Steckel was on target when she pointed to FQHCs as a viable option, and she showed her understanding of the health care system by mentioning the need for primary care.

As CEO of a nonprofit organization that operates six health centers in Central North Carolina, I know firsthand that these centers provide high-quality care at an affordable price. But you don’t have to take my word for it. The School of Public Health at George Washington University in Washington has extensively studied the role of FQHCs.

A 2011 report by the university concluded: “Our findings indicate that patients served by North Carolina’s health centers cost an average of 62 percent less annually across all types of care than do patients with the same health status and demographic characteristics served in other ambulatory care settings.” The centers saved more than $3,400 per patient in annual medical costs in the state, the study found.

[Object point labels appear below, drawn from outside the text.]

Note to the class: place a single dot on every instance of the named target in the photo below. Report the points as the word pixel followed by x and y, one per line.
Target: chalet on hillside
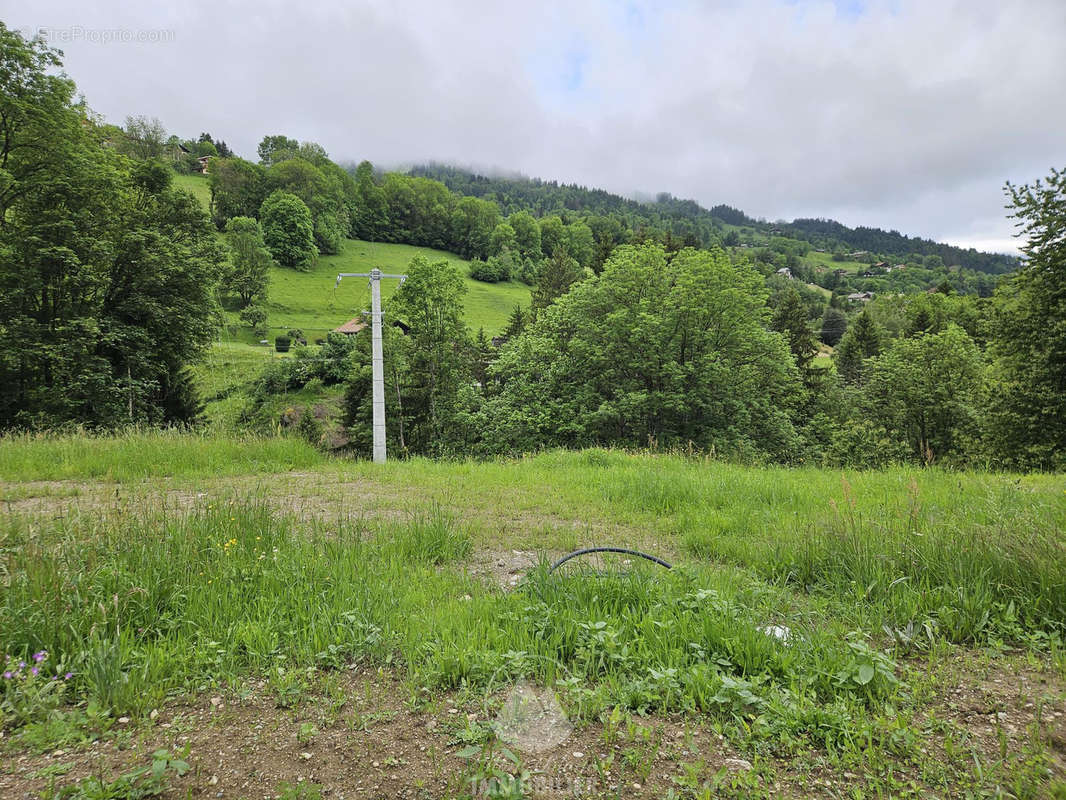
pixel 351 328
pixel 356 324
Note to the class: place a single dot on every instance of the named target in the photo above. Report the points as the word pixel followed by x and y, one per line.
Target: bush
pixel 255 317
pixel 310 428
pixel 495 270
pixel 288 230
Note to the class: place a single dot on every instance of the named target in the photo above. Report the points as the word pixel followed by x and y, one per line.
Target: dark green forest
pixel 653 324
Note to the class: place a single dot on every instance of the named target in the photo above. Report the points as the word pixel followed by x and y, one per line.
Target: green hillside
pixel 312 302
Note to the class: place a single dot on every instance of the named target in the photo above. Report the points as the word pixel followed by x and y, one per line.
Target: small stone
pixel 739 765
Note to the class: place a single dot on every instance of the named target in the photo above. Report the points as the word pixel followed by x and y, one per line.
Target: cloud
pixel 905 114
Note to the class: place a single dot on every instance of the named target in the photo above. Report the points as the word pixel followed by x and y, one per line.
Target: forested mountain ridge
pixel 687 220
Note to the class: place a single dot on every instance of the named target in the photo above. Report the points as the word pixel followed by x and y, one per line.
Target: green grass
pixel 311 302
pixel 140 454
pixel 197 185
pixel 883 578
pixel 825 260
pixel 308 301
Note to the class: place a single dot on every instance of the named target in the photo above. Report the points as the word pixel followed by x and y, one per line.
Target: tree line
pixel 110 283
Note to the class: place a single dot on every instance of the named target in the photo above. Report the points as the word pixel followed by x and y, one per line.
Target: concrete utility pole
pixel 377 364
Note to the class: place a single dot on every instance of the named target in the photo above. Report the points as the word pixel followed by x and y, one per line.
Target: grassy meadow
pixel 310 302
pixel 884 634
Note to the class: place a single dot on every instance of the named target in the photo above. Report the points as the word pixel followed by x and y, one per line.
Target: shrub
pixel 288 229
pixel 310 428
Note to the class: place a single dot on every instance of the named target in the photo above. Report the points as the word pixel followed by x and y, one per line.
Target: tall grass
pixel 135 454
pixel 143 606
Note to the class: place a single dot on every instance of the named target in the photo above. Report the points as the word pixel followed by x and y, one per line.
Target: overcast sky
pixel 906 114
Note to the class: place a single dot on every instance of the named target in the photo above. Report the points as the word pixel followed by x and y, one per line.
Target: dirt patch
pixel 504 569
pixel 365 738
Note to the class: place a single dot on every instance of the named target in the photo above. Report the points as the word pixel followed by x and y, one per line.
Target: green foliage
pixel 527 236
pixel 554 278
pixel 288 230
pixel 136 784
pixel 1028 334
pixel 249 260
pixel 107 273
pixel 238 189
pixel 834 325
pixel 790 320
pixel 273 149
pixel 925 390
pixel 649 351
pixel 324 190
pixel 861 341
pixel 310 428
pixel 427 372
pixel 255 317
pixel 370 214
pixel 497 269
pixel 502 239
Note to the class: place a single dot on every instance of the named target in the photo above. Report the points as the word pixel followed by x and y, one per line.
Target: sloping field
pixel 285 622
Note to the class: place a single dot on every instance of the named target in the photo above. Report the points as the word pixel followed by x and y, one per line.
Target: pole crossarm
pixel 377 362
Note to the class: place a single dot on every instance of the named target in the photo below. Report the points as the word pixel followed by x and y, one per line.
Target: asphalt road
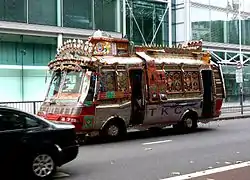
pixel 146 156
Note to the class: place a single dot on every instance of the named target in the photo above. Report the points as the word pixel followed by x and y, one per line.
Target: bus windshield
pixel 71 86
pixel 54 85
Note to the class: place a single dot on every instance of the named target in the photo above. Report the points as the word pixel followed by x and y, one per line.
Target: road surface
pixel 145 156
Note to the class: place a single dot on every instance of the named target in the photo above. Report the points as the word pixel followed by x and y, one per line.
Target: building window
pixel 42 12
pixel 105 14
pixel 13 10
pixel 77 14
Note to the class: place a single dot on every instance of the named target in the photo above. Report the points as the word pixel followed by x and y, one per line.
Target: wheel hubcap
pixel 43 165
pixel 189 122
pixel 113 130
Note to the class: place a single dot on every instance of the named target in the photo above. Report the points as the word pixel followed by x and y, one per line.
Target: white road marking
pixel 156 142
pixel 60 175
pixel 208 172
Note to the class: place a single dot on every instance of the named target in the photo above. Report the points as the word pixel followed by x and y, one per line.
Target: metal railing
pixel 27 106
pixel 33 106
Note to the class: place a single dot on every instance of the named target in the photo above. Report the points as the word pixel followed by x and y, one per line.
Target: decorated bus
pixel 106 85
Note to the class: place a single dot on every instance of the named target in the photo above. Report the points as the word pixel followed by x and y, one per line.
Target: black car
pixel 30 145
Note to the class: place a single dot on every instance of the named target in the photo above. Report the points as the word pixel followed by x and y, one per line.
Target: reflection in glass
pixel 148 16
pixel 77 14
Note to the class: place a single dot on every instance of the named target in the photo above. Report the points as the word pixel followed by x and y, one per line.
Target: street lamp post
pixel 241 59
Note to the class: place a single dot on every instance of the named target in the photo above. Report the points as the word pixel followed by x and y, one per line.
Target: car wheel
pixel 43 166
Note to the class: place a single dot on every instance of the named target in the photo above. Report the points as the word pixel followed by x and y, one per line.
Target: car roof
pixel 4 107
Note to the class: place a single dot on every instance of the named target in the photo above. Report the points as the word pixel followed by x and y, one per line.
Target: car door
pixel 11 133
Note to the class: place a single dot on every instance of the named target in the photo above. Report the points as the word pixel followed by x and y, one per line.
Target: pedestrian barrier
pixel 33 106
pixel 27 106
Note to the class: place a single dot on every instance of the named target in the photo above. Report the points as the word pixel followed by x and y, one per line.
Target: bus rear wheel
pixel 188 123
pixel 113 130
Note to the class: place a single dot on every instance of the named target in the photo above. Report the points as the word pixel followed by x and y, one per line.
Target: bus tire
pixel 114 129
pixel 189 121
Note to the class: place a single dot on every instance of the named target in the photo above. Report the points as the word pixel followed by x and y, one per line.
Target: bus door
pixel 207 80
pixel 137 82
pixel 219 90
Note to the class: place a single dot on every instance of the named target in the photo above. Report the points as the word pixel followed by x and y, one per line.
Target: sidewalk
pixel 239 171
pixel 233 115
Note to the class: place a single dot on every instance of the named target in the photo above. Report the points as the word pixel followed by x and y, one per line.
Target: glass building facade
pixel 24 56
pixel 218 22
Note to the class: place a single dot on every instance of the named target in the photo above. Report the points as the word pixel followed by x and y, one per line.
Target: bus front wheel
pixel 113 130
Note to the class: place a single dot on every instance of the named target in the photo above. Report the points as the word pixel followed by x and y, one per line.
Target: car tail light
pixel 70 119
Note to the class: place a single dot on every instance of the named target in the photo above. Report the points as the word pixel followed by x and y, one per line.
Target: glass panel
pixel 148 16
pixel 42 12
pixel 201 1
pixel 220 3
pixel 13 10
pixel 10 121
pixel 246 5
pixel 200 24
pixel 105 14
pixel 77 14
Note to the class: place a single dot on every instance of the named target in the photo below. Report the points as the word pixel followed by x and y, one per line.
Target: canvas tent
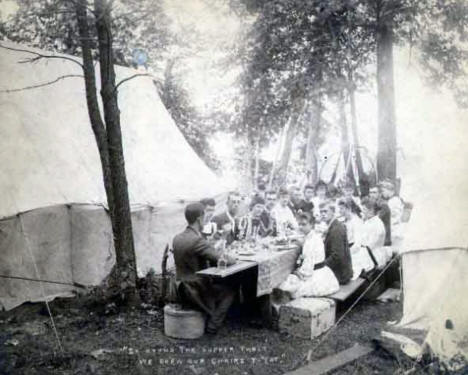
pixel 435 250
pixel 53 224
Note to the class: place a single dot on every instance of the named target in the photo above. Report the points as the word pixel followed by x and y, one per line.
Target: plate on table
pixel 285 247
pixel 246 253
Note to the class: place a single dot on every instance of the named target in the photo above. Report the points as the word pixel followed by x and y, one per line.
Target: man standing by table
pixel 337 254
pixel 226 221
pixel 191 254
pixel 282 213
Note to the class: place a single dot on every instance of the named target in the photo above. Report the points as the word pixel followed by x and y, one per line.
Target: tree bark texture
pixel 345 142
pixel 363 180
pixel 126 272
pixel 291 131
pixel 311 162
pixel 95 118
pixel 386 151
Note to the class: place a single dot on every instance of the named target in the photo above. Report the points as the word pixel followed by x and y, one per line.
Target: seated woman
pixel 312 278
pixel 373 234
pixel 360 257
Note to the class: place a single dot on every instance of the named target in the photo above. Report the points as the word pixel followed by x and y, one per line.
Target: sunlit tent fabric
pixel 435 250
pixel 53 224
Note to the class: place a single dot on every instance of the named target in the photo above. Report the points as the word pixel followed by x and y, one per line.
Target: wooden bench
pixel 347 290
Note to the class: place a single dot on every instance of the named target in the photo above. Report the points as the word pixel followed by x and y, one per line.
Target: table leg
pixel 264 303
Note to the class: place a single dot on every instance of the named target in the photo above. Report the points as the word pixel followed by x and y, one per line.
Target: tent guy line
pixel 42 281
pixel 371 284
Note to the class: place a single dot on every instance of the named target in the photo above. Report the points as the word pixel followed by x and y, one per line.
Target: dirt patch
pixel 109 340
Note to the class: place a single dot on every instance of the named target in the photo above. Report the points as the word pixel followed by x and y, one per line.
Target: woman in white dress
pixel 360 257
pixel 373 234
pixel 312 278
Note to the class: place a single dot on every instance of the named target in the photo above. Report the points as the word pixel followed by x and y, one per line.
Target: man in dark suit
pixel 191 254
pixel 226 221
pixel 383 211
pixel 337 254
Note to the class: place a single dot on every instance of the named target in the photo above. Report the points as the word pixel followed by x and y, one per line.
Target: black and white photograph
pixel 233 187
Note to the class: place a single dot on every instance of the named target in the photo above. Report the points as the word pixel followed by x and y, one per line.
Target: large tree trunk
pixel 291 131
pixel 125 272
pixel 386 153
pixel 345 143
pixel 311 162
pixel 95 118
pixel 363 180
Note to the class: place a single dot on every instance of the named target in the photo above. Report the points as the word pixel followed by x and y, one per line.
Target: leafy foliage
pixel 194 127
pixel 141 24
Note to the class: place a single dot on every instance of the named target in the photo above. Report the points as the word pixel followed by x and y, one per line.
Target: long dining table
pixel 274 265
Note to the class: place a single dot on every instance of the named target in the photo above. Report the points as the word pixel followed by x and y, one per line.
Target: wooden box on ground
pixel 307 317
pixel 181 323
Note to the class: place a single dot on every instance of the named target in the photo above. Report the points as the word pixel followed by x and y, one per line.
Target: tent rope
pixel 42 281
pixel 309 353
pixel 26 237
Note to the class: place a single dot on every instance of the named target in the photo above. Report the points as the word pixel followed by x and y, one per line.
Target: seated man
pixel 267 217
pixel 307 204
pixel 383 211
pixel 360 257
pixel 255 224
pixel 209 227
pixel 321 191
pixel 191 254
pixel 226 222
pixel 296 202
pixel 396 205
pixel 337 254
pixel 313 278
pixel 282 214
pixel 373 234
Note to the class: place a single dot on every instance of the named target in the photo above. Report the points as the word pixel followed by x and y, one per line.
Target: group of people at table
pixel 341 236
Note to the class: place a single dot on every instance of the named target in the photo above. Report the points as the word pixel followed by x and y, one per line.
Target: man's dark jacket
pixel 386 216
pixel 192 253
pixel 337 254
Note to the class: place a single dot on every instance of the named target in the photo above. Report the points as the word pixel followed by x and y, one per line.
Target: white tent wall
pixel 435 286
pixel 92 251
pixel 35 244
pixel 432 139
pixel 50 176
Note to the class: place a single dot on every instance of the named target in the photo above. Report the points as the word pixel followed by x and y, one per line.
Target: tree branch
pixel 42 84
pixel 131 77
pixel 40 56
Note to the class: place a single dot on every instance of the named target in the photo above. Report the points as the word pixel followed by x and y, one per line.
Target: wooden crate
pixel 307 317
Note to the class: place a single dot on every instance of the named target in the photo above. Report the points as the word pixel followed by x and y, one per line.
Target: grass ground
pixel 108 341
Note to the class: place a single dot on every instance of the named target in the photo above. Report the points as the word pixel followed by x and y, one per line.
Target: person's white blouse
pixel 396 209
pixel 283 215
pixel 313 252
pixel 354 229
pixel 373 233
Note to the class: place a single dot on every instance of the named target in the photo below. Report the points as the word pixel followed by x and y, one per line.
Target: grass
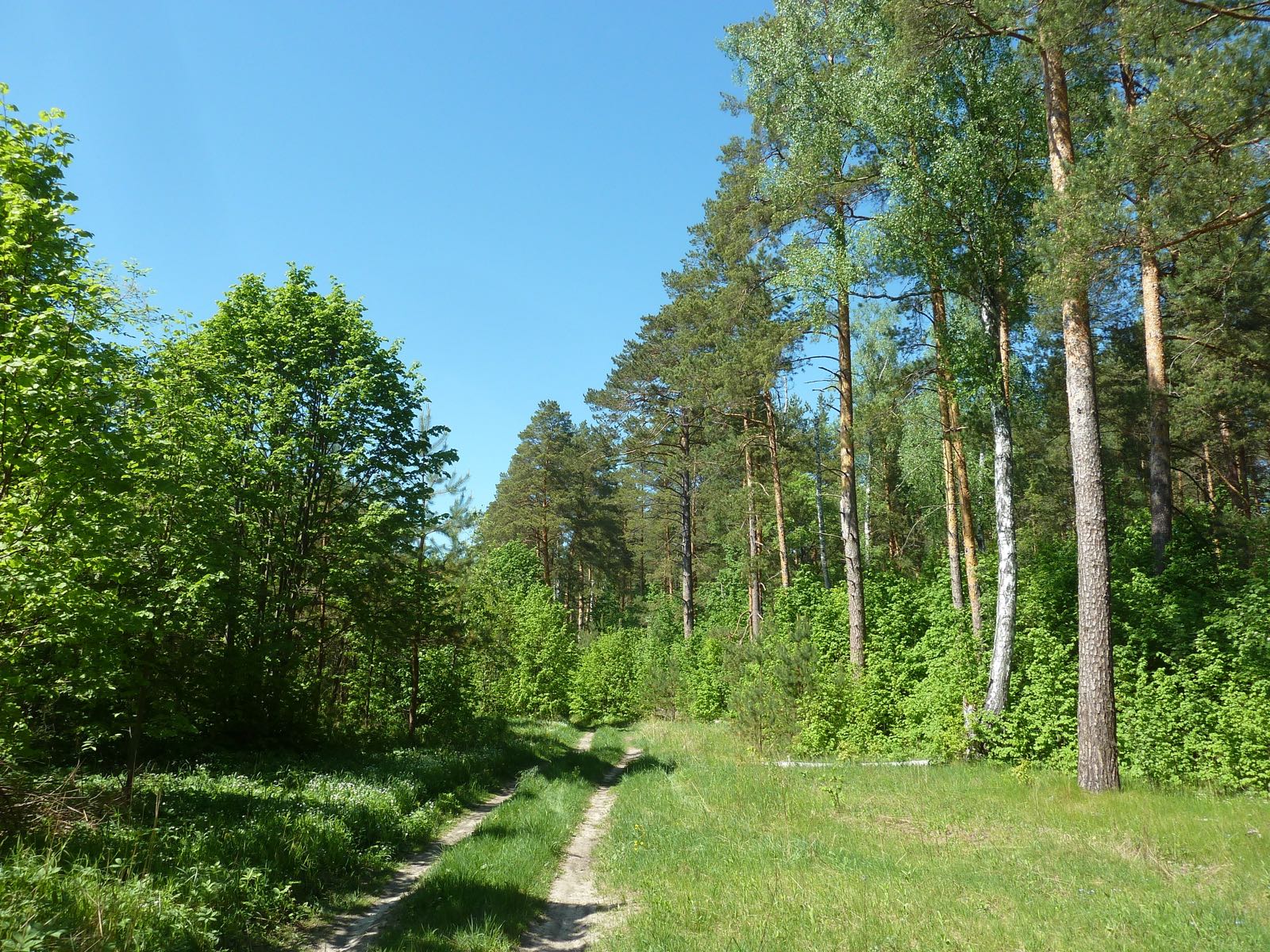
pixel 487 890
pixel 719 850
pixel 237 854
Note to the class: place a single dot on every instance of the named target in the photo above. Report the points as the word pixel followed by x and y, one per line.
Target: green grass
pixel 717 850
pixel 487 890
pixel 245 850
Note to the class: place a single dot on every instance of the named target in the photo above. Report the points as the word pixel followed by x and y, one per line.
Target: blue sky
pixel 502 183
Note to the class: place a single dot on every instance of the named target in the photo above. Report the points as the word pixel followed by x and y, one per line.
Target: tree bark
pixel 994 317
pixel 1098 762
pixel 848 509
pixel 949 495
pixel 819 495
pixel 686 581
pixel 1157 370
pixel 756 592
pixel 778 489
pixel 969 546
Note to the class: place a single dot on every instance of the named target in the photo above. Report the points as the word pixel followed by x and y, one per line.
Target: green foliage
pixel 607 679
pixel 232 852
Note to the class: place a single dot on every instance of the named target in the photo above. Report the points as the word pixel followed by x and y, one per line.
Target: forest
pixel 952 441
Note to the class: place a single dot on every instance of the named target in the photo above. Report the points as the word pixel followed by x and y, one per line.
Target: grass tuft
pixel 244 850
pixel 719 850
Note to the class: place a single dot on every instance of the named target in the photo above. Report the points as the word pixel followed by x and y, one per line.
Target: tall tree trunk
pixel 819 494
pixel 778 490
pixel 950 499
pixel 413 714
pixel 1157 368
pixel 1098 761
pixel 995 325
pixel 939 310
pixel 848 509
pixel 686 581
pixel 891 489
pixel 756 592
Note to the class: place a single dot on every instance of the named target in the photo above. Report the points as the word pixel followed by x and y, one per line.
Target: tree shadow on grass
pixel 648 763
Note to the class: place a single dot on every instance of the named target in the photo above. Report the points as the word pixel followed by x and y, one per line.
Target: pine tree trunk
pixel 994 317
pixel 950 498
pixel 756 592
pixel 413 714
pixel 778 489
pixel 819 497
pixel 1157 370
pixel 849 512
pixel 1098 762
pixel 969 546
pixel 686 581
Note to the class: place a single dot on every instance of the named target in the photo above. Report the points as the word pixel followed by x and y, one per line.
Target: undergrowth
pixel 237 854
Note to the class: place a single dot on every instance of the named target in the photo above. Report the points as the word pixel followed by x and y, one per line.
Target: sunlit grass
pixel 247 850
pixel 719 850
pixel 487 890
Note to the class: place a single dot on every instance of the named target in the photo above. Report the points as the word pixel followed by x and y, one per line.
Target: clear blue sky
pixel 503 183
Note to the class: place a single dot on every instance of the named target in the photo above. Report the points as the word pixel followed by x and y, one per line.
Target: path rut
pixel 575 908
pixel 359 931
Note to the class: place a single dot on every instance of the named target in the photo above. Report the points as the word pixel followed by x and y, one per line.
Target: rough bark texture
pixel 819 503
pixel 686 581
pixel 963 482
pixel 1098 763
pixel 943 387
pixel 848 509
pixel 778 488
pixel 994 317
pixel 1157 368
pixel 756 593
pixel 1157 386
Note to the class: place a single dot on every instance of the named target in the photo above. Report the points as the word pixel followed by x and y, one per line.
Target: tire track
pixel 575 908
pixel 359 931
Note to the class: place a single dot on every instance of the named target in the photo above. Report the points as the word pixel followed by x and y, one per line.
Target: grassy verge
pixel 487 890
pixel 234 854
pixel 721 852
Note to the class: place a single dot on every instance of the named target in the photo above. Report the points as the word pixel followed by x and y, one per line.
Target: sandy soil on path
pixel 575 911
pixel 359 931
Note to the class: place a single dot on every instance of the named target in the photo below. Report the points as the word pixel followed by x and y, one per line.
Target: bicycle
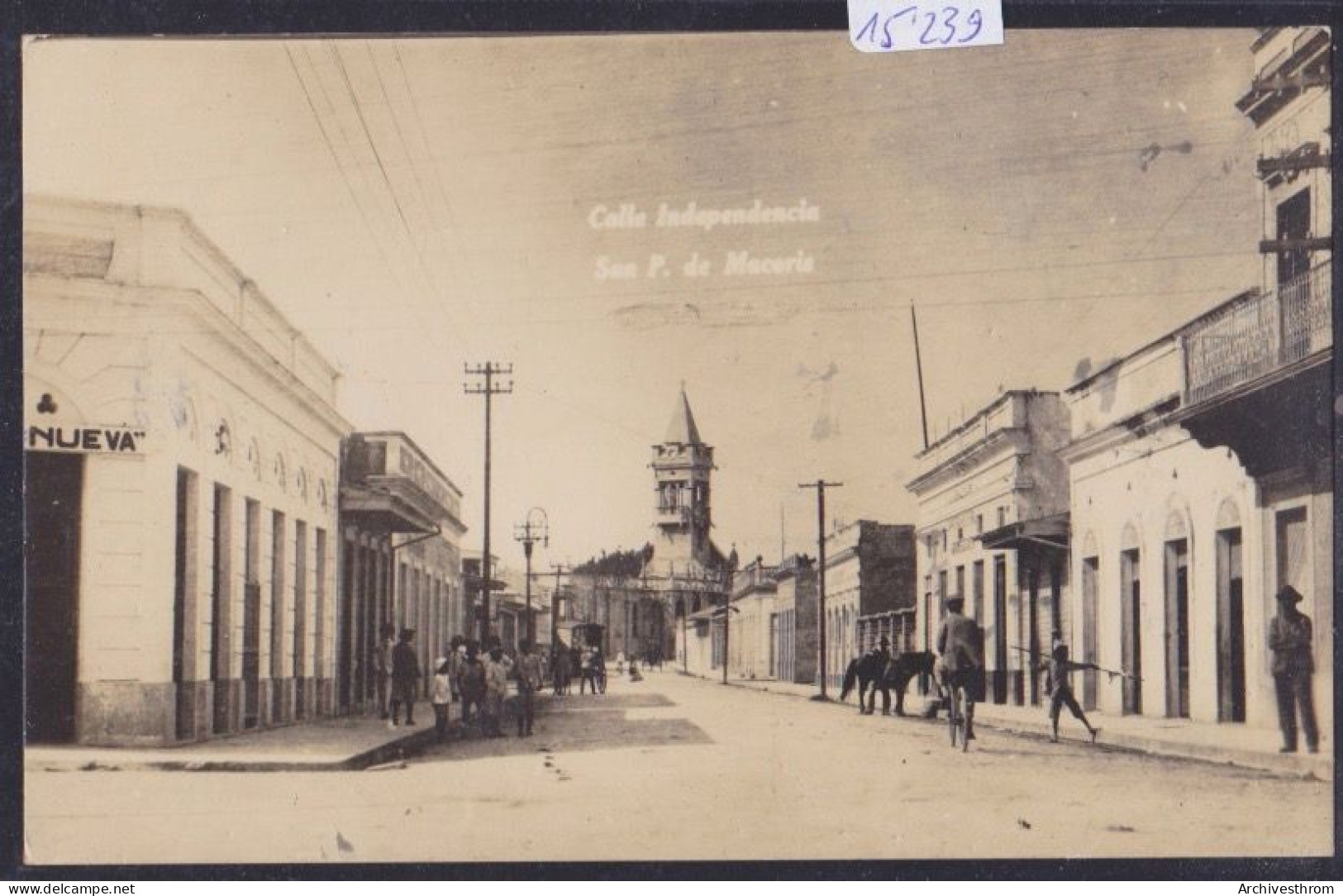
pixel 956 720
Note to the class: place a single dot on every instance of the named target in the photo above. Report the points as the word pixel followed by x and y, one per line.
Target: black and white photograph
pixel 736 445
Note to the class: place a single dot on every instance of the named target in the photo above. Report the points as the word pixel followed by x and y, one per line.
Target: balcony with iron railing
pixel 1257 335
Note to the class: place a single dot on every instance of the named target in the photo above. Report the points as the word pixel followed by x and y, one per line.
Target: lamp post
pixel 530 532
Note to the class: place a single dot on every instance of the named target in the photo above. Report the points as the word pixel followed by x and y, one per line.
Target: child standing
pixel 442 695
pixel 1059 668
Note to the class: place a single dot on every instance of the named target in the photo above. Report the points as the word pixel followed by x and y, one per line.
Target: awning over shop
pixel 386 509
pixel 1027 535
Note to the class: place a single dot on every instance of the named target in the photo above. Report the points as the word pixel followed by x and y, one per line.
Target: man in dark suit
pixel 960 642
pixel 404 677
pixel 1293 666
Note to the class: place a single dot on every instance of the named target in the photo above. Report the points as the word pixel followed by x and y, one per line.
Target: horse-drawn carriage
pixel 569 655
pixel 584 637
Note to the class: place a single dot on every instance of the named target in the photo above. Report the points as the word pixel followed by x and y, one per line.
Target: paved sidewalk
pixel 1199 741
pixel 339 743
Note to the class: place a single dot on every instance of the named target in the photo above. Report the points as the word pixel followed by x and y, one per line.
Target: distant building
pixel 993 528
pixel 1201 464
pixel 750 640
pixel 182 449
pixel 869 570
pixel 688 573
pixel 401 528
pixel 794 629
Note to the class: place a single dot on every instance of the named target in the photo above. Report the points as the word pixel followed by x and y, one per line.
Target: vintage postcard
pixel 679 446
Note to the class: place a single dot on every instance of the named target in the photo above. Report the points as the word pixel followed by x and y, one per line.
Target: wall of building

The centers also provide jobs. According to a study by Capital Link, Piedmont Health generated 236 full-time jobs and injected almost $24 million directly into the local economy in 2009.

FQHCs provide quality care at a much lower cost by being innovative and aggressive in keeping costs down.

We operate a Program for All-Inclusive Care for the Elderly in Burlington. This program keeps seniors in their homes, where care is less expensive than in nursing homes. It also operates under a reimbursement formula that caps Medicaid costs. This saves taxpayers money.

Last year, we launched the Family Medicine Residency Program, a partnership with the UNC School of Medicine that will boost medical care in a rural part of Caswell County. This program controls costs in two ways: It is less expensive to train residents in a community setting than in a hospital, and a greater supply of doctors in rural areas keeps medical costs down in those areas.

We bill Medicaid $17, on average, for a prescription. This contrasts to a state average of $77 for other providers. We can do this by keeping our inventories down and by using generic drugs as much as possible.

Federally qualified health centers are not the only answer, but they are part of the solution. We provide the right care at the right time at the right cost.

Brian Toomey is the CEO of Piedmont Health, a Federally Qualified Health Center serving Central North Carolina.